To assess the power of our current approach, we use current sample sizes and standard deviations, the program PS v2.1.31 [35,36] and α = 0.05. To provide controls for the possibilities that abuser-control differences observed herein were due to a) occult ethnic/racial allele frequency differences or b) noisy assays, we assessed the overlap between the results obtained here and the SNPs that displayed the largest a) allele frequency differences between African-American vs European-American control individuals and b) the largest assay "noise".
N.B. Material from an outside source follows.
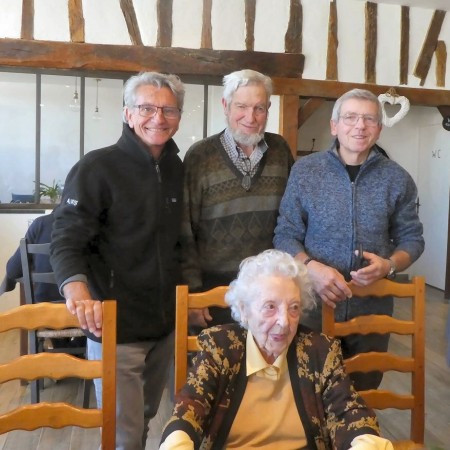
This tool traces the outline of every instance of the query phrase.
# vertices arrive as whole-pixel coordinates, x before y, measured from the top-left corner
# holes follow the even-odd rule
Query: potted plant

We have compared the patterns of human brain expression for the genes identified herein to those identified using a novel tool based on the distribution of expressed sequence tags (ESTs) contained in an annotated set of brain cDNA libraries (CYL, GRU et al, in preparation). Briefly, we identified 846 human cDNA libraries with cDNAs represented in dbEST. These libraries were constructed from regions of brains that appeared to display modest or no pathology. We based the analyses on two sets of criteria: 1) all entries in these libraries and 2) "more reliable" entries that display i) correct genomic orientation and either ii a) evidence for polyA tail or ii b) spliced structure (CYL, GRU et al, in preparation). For each brain region, we assessed the p-value for over-representation of expression of the dependence-associated genes using hypergeometric distribution tests with false discovery rate (FDR) corrections. Q-values < 0.05 were considered statistically significant.

Results

We assessed the extent to which the ECA and NIDA research volunteers came from similar Baltimore neighborhoods by comparing the distributions of available zip codes from these samples. As noted in Figure 1, there was substantial overlap between these zip code distributions, providing impetus for the comparative molecular genetic studies described below.

Figure 1.

Figure 1

Substantial overlaps of the zip codes in which subjects reported their residences. Fractional distributions (X axis) of zip codes (Y axis) in which ECA (solid blue bars) or MNB (dotted purple bars) subjects reported their residence. Areas from which NIDA and ECA recruitment efforts were dissimilar include 21214; Lauraville and surrounding areas and 21222, Dundalk and surrounding areas. Zip codes from which fewer than 3 individuals were recruited are not indicated.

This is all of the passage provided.